Avec l’impact du réchauffement climatique, le sommet de la Grande Casse est de plus en plus difficile d’accès. En été, il est même inaccessible. Les 11 et 12 juillet prochains, trois guides de haute montagne vont tenter de trouver une nouvelle voie pour l’atteindre. Si ce chemin s’avère fructueux, il permettra à tous de poursuivre l’ascension du plus haut col de Savoie.
C’est un projet auquel les professionnels de la montagne s’intéressent depuis plusieurs années. Car ils voient le plus haut sommet savoyard, la Grande Casse se métamorphoser à vue d’œil chaque année. Culminant à un peu plus de 3 855 mètres, le tracé actuel laisse les alpinistes face à des pentes de 50°. En été, l’ascension jusqu’au sommet est désormais inaccessible. Une conséquence directe d’une température en constante augmentation.
Rendre accessible le sommet tout au long de l’année
« C’est l’un des sommets les moins bien exposés et il en souffre énormément, précise Bernard Vion, figure historique des guides de Pralognan-la-Vagnoise. Exposé sud-ouest, en juin le soleil frappe alors de 10 à 22 heures. »
Il est difficile de quantifier la fréquentation totale jusqu’au sommet, mais près de 90% des ascensions sont réalisées en hiver et au printemps. Un impact sur le travail des guides. Et pour que ce célèbre sommet reste accessible tout au long de l’année, le 11 et 12 juillet prochain, trois guides vont tenter de rouvrir une ancienne voie. Non pas par le glacier lui-même, mais par une arête rocheuse, qui contourne au nord sa partie la plus escarpée. Et tenter aussi un chemin retour.
Deux passages vont être étudiés. « Nous aurons deux cordées. Chacun sera équipé d’un GPS pour garder une trace du parcours », précise Emmanuel Pellissier, le président du bureau des guides d’Albertville. Il fera partie du trio.

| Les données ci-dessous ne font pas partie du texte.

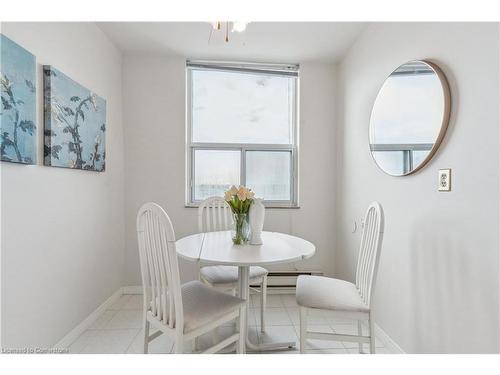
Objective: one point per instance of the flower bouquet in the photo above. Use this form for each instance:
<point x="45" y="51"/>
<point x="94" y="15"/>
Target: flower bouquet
<point x="240" y="199"/>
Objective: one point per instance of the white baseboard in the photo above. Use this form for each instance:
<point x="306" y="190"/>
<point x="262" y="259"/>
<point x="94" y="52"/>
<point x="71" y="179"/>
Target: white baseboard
<point x="389" y="343"/>
<point x="67" y="340"/>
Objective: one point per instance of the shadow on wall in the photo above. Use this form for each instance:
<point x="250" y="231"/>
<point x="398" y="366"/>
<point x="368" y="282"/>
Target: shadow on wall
<point x="444" y="291"/>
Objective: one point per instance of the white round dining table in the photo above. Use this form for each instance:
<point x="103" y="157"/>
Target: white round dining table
<point x="217" y="248"/>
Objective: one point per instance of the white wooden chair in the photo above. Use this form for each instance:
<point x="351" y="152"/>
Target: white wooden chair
<point x="342" y="298"/>
<point x="214" y="214"/>
<point x="184" y="311"/>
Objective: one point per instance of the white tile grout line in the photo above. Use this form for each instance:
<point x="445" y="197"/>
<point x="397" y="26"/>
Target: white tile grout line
<point x="74" y="334"/>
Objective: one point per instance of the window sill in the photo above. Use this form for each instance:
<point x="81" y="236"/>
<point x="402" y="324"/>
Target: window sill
<point x="192" y="205"/>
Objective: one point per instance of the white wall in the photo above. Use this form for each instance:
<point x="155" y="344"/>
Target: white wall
<point x="437" y="289"/>
<point x="62" y="229"/>
<point x="154" y="117"/>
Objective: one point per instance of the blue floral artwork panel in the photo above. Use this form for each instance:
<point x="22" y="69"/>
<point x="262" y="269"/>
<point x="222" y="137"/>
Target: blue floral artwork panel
<point x="18" y="108"/>
<point x="75" y="123"/>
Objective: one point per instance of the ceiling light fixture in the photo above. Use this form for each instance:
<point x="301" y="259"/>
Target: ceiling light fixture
<point x="228" y="26"/>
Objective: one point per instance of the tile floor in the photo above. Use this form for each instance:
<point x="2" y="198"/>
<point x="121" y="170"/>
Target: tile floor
<point x="118" y="329"/>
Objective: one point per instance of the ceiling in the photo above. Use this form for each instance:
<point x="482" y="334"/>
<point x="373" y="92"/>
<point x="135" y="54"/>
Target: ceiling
<point x="287" y="42"/>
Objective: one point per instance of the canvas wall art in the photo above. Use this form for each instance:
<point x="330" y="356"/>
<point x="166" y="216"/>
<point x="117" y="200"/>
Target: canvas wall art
<point x="18" y="108"/>
<point x="75" y="124"/>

Une démarche encouragée et accompagnée par les politiques, dans une période où le tourisme quatre saisons en montagne est plébiscité. « C’est un sommet historique, si les conditions le permettent, il faut ouvrir cette nouvelle voie », pousse la maire de Pralognan-la-Vanoise, Martine Blanc. Et ce n’est pas le maire d’Albertville, Frédéric Burnier Framboret, également membre du syndicat des géomètres experts qui dira le contraire. Cette organisation participe également à ce projet. L’an passé, ils ont mesuré aux centimètres près le sommet. Permettant d’ajouter de nouvelles données et de le modéliser. « La montagne est à tout le monde. Donc il faut tenter pour qu’elle continue d’être accessible. »
« En montagne, il n’y a pas de risque 0 »

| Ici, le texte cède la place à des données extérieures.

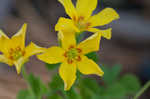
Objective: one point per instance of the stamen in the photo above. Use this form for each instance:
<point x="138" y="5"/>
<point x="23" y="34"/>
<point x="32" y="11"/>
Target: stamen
<point x="79" y="50"/>
<point x="78" y="58"/>
<point x="70" y="61"/>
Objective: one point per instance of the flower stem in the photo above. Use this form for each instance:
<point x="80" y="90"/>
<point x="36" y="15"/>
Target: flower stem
<point x="142" y="90"/>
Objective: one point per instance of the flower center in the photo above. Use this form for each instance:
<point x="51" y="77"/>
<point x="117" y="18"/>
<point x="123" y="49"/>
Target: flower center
<point x="73" y="54"/>
<point x="15" y="54"/>
<point x="82" y="24"/>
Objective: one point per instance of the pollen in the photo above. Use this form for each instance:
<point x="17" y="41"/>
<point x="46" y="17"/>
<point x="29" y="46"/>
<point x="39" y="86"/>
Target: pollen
<point x="16" y="53"/>
<point x="73" y="54"/>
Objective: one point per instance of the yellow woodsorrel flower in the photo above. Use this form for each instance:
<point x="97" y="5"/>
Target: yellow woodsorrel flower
<point x="14" y="51"/>
<point x="82" y="19"/>
<point x="72" y="56"/>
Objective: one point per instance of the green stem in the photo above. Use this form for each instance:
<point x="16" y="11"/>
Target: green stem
<point x="142" y="90"/>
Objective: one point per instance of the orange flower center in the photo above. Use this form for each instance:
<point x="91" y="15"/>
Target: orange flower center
<point x="73" y="54"/>
<point x="15" y="54"/>
<point x="81" y="23"/>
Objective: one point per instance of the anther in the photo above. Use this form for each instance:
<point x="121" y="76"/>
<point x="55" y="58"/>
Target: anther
<point x="78" y="58"/>
<point x="79" y="50"/>
<point x="70" y="61"/>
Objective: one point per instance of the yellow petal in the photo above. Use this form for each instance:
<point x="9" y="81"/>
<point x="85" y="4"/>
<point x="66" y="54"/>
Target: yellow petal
<point x="5" y="60"/>
<point x="67" y="39"/>
<point x="2" y="34"/>
<point x="69" y="8"/>
<point x="33" y="49"/>
<point x="105" y="33"/>
<point x="85" y="7"/>
<point x="68" y="73"/>
<point x="52" y="55"/>
<point x="19" y="63"/>
<point x="19" y="38"/>
<point x="90" y="44"/>
<point x="64" y="24"/>
<point x="104" y="17"/>
<point x="4" y="42"/>
<point x="88" y="66"/>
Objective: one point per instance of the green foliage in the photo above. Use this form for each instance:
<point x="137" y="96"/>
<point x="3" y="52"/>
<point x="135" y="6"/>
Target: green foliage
<point x="93" y="56"/>
<point x="52" y="66"/>
<point x="36" y="88"/>
<point x="111" y="74"/>
<point x="111" y="86"/>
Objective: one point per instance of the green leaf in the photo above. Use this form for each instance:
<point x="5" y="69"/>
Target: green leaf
<point x="79" y="37"/>
<point x="56" y="83"/>
<point x="114" y="91"/>
<point x="36" y="86"/>
<point x="93" y="56"/>
<point x="131" y="83"/>
<point x="111" y="74"/>
<point x="54" y="96"/>
<point x="91" y="84"/>
<point x="24" y="94"/>
<point x="73" y="94"/>
<point x="52" y="66"/>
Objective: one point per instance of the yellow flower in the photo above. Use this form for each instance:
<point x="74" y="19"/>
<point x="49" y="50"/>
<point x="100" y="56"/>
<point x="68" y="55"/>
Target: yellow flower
<point x="82" y="19"/>
<point x="14" y="51"/>
<point x="72" y="56"/>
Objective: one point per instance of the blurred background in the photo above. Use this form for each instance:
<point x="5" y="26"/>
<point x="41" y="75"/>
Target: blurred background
<point x="129" y="46"/>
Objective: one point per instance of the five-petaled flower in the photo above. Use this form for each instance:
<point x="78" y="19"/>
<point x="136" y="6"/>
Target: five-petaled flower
<point x="82" y="19"/>
<point x="14" y="51"/>
<point x="72" y="56"/>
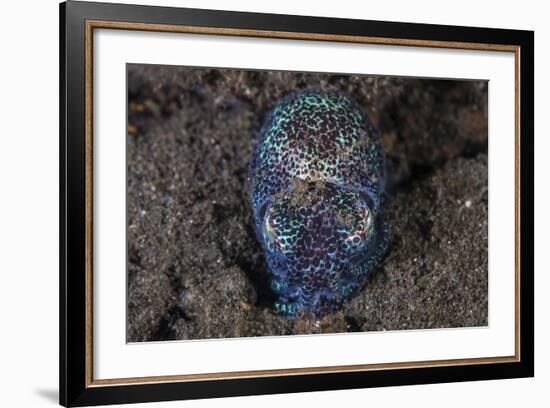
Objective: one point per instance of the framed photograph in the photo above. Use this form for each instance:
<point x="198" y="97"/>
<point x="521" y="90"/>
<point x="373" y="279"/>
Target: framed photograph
<point x="255" y="203"/>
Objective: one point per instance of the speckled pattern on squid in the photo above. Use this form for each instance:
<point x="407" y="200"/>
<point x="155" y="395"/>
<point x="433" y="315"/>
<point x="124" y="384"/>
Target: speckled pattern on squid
<point x="316" y="184"/>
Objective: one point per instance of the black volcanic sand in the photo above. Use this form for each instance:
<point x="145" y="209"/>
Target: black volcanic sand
<point x="195" y="269"/>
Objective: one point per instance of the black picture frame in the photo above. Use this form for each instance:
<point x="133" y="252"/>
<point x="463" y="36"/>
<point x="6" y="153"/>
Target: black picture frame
<point x="76" y="388"/>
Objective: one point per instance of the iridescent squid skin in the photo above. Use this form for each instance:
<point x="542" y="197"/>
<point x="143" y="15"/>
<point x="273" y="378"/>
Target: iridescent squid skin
<point x="316" y="184"/>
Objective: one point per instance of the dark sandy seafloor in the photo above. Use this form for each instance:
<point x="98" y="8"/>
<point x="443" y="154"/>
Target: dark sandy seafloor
<point x="195" y="269"/>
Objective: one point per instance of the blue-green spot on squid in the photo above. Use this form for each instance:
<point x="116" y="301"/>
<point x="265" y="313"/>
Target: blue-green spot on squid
<point x="316" y="186"/>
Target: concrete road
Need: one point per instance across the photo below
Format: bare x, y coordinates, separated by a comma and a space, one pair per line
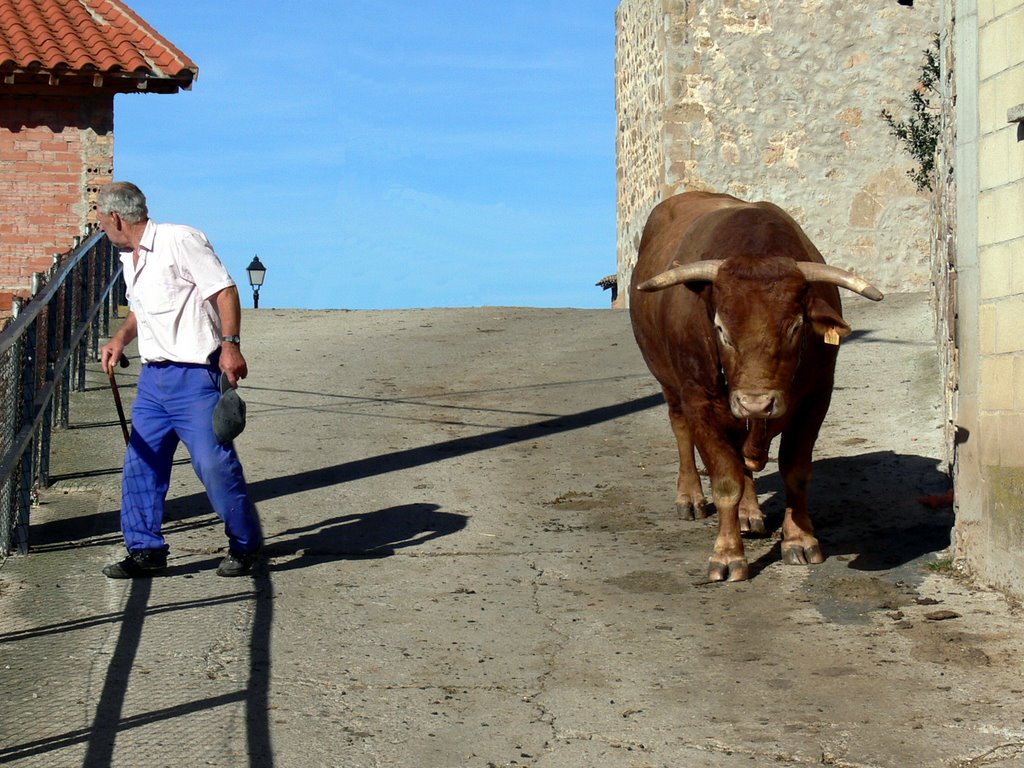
473, 560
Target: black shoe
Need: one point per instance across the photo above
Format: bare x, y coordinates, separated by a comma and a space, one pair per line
238, 563
141, 562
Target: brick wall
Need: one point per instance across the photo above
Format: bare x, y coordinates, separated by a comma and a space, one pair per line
53, 153
768, 99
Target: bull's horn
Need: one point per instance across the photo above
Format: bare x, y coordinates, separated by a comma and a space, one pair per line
697, 271
815, 272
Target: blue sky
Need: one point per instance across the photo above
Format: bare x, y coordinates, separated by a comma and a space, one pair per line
409, 154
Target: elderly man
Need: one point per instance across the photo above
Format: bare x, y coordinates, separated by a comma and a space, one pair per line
185, 314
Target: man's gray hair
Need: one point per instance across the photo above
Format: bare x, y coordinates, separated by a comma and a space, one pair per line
124, 199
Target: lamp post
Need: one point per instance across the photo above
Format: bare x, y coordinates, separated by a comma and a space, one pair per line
256, 273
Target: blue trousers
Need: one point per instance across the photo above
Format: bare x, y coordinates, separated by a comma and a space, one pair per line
175, 403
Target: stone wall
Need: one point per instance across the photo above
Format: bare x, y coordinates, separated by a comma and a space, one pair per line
777, 100
989, 289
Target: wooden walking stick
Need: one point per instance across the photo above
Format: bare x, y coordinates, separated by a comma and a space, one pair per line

L’ouverture de cette nouvelle voie se fera donc à l’appréciation des professionnels qui donneront une cotation précise. Elle permettra de déterminer la difficulté du parcours. « En montagne, il n’y a pas de risque 0. Mais, si le risque est minime, elle pourra ouvrir », glisse Laurent Charnay, responsable du service scientifique du Parc de la Vanoise.
Pour l’heure, seulement un tiers de cette nouvelle voie a été étudié. L’an passé, Emmanuel Pellissier a pu effectuer une première reconnaissance. Expérimenté, il a déjà ouvert plusieurs voies dans le monde entier. « Il y a un côté excitant lorsque l’on est guide de découvrir de nouveaux passages plus explorés depuis longtemps. Puis cette arête me fascine », poursuit le professionnel.

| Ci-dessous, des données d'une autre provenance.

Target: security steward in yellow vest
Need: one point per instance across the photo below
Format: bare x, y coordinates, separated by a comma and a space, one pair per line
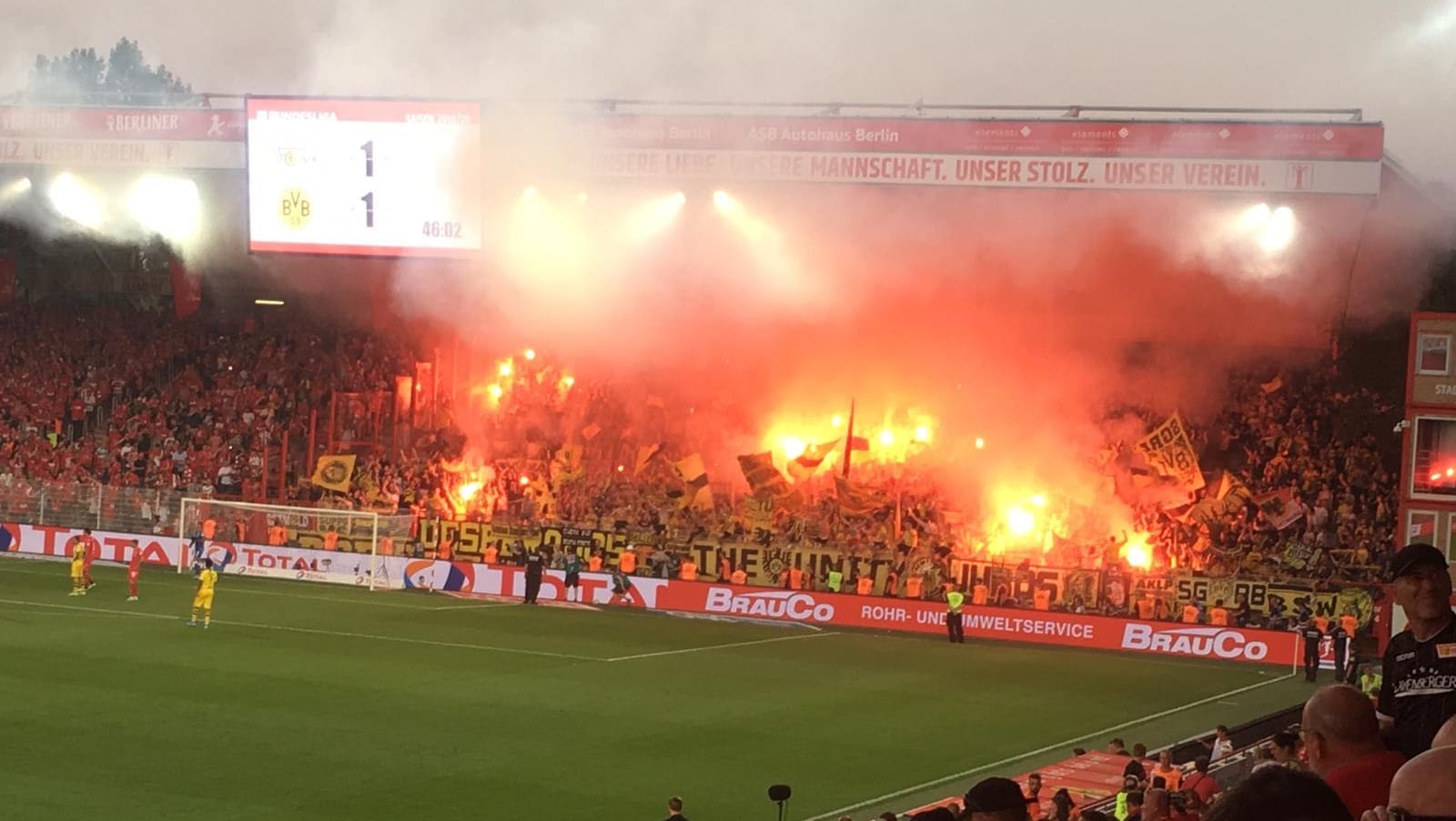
954, 603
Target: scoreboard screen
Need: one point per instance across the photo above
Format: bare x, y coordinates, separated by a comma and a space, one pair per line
363, 177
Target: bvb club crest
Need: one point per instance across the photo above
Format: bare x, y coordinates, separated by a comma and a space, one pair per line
295, 208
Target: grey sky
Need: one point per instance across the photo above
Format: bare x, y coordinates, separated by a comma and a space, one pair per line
1397, 58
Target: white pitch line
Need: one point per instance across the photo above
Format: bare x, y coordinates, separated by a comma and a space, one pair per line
721, 646
408, 641
51, 604
318, 632
233, 588
1047, 748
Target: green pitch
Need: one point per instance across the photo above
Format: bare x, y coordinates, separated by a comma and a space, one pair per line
310, 702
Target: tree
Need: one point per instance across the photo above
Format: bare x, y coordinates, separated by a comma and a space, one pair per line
124, 77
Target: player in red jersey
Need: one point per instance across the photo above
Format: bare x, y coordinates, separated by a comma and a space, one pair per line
135, 571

Si rien n’est sûr, les guides vont tout faire pour trouver le bon trajet. Car la part d’inconnu reste importante. Et la montagne peut réserver quelques surprises.
Des personnes ont tenté de gravir le sommet en… basket
Pour que le 11 et le 12 juillet, les guides puissent monter, il faudra que les conditions météorologiques soient réunies avec un temps sec.
Aussi, la médiatisation de la nouvelle voie devrait permettre aussi de sensibiliser le grand public à la dangerosité de l’alpinisme. Certains insouciants prennent beaucoup de risques pour une simple story sur Instagram. L’été dernier, le peloton de gendarmerie de haute montagne a dû intervenir pour sauver des personnes tentant de gravir le sommet en… basket. Nécessitant une intervention de plusieurs heures en pleine nuit. « Il y a un effet réseaux sociaux. Certains après avoir vu une vidéo sur internet sont prêts à tout pour réaliser la même », souffle Emmanuel Pellissier.
En montagne, il faut faire preuve d’humilité. Que ce soit pour les amateurs ou bien pour les professionnels. « Si cette voie n’est pas assez sécurisée, il faudra renoncer », conclut sagement Bernard Vion. Et repartir au travail pour continuer de rendre accessible le plus haut sommet savoyard.